Я иду прочь, не разбирая дороги, и ударяюсь о бюст неизвестного. Маршал бронетанковых войск. Досадливо потирая лоб, читаю фамилию, замираю… Вспоминается далекая весна и стройная брюнетка. Она была внучкой этого маршала. Что-то у нас не сладилось. А ведь не расстанься я тогда с этой брюнеткой, мог бы рассчитывать на теплое местечко рядом со славным маршалом. Пусть не для себя, но для потомков историческая справедливость была бы восстановлена, и кто-нибудь из наших с брюнеткой отпрысков приходил бы сюда с четырьмя алыми розами…

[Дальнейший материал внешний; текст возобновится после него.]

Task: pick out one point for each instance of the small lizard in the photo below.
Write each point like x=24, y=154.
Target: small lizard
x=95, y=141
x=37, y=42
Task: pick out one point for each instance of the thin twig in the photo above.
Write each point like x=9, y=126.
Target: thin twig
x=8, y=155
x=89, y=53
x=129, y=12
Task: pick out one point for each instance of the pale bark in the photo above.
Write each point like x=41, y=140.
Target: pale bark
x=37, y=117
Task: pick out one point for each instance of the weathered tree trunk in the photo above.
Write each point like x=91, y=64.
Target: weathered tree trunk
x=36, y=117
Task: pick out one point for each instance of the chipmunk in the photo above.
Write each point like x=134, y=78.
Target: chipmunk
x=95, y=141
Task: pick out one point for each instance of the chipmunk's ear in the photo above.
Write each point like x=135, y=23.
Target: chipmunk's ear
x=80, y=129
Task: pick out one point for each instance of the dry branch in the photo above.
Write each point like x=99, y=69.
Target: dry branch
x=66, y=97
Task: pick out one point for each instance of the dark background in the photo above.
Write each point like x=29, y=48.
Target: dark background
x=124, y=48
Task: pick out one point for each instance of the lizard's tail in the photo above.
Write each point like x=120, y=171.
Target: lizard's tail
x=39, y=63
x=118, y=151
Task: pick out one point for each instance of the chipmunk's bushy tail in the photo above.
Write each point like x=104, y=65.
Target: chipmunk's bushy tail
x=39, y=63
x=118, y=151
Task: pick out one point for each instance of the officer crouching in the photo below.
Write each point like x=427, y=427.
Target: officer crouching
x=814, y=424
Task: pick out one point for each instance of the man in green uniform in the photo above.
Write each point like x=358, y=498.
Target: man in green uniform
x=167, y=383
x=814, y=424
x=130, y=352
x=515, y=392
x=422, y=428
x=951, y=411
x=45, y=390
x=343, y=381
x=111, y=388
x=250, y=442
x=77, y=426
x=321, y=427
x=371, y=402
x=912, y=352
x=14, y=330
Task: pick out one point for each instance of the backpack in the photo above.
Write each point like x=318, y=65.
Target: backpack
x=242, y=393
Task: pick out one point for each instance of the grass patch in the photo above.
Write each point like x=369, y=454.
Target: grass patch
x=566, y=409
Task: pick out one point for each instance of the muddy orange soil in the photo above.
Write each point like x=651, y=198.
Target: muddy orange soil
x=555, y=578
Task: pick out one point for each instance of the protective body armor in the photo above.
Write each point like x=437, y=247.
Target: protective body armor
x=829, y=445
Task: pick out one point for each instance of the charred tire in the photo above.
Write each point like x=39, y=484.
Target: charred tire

Вконец раздавленный злою судьбой, бреду дальше. Мимо сочинителя героических эпосов, он повесился, мимо брата железного наркома – отравился, мимо жены кровавого диктатора – пустила себе пулю в лоб. Их изваяния крепки и незыблемы, как зубцы крепостной стены. На пути вырастает гранитный человек в клоунском облачении. Он выходит из скалы и никак не может высвободить ногу, увязшую в сером камне. Я останавливаюсь.
Почему его нога вязнет в камне? Почему он так похож на монстра? Ведь он смешил людей на арене, был человеком, при чем тут эта глыба… По спине пробегает холодок, я медленно оборачиваюсь. Лучшие умы, сердца и руки державы обступили меня. Отовсюду прут генералы и адмиралы, надвигаются академики и членкоры. Именитые деятели искусств щерятся, натягивая поводки. Я бегу, а заслуженные учительницы шипят вслед.
Возможно, все к лучшему. Может быть, мои родственники не недоделали чего-то, а наоборот, чего-то не совершили и потому покоятся далеко отсюда. Судьба, пожалуй, распорядилась правильно, избавив меня от искушения упокоиться здесь.
У ворот я останавливаюсь перевести дух и напоследок разглядываю случайный памятник. Я испытываю превосходство, стоя над некогда влиятельным человеком, лежащим теперь в земле у моих ног. Я нахально сметаю снежок с его мраморной головы и с железных букв имени. Но все имя очистить не получается, я не дотягиваюсь, мешает лужица талой воды. Я ухожу без сожаления, так и не узнав, кого похлопал по лысине. Он укоризненно сверлит мне спину каменными глазами, оставшись наедине со своим чопорным величием, а я спешу за ворота, подальше от этого некрополя чужих мне людей. Чужих отныне.
Напоследок я оборачиваюсь бросить последний взгляд. Из длинного автомобиля выходит юноша в элегантном пальто. В его руках четыре алые розы.
Я еще долго стою и смотрю ему вслед, хотя автомобиль укатил и только ветер гонит снег над тротуаром.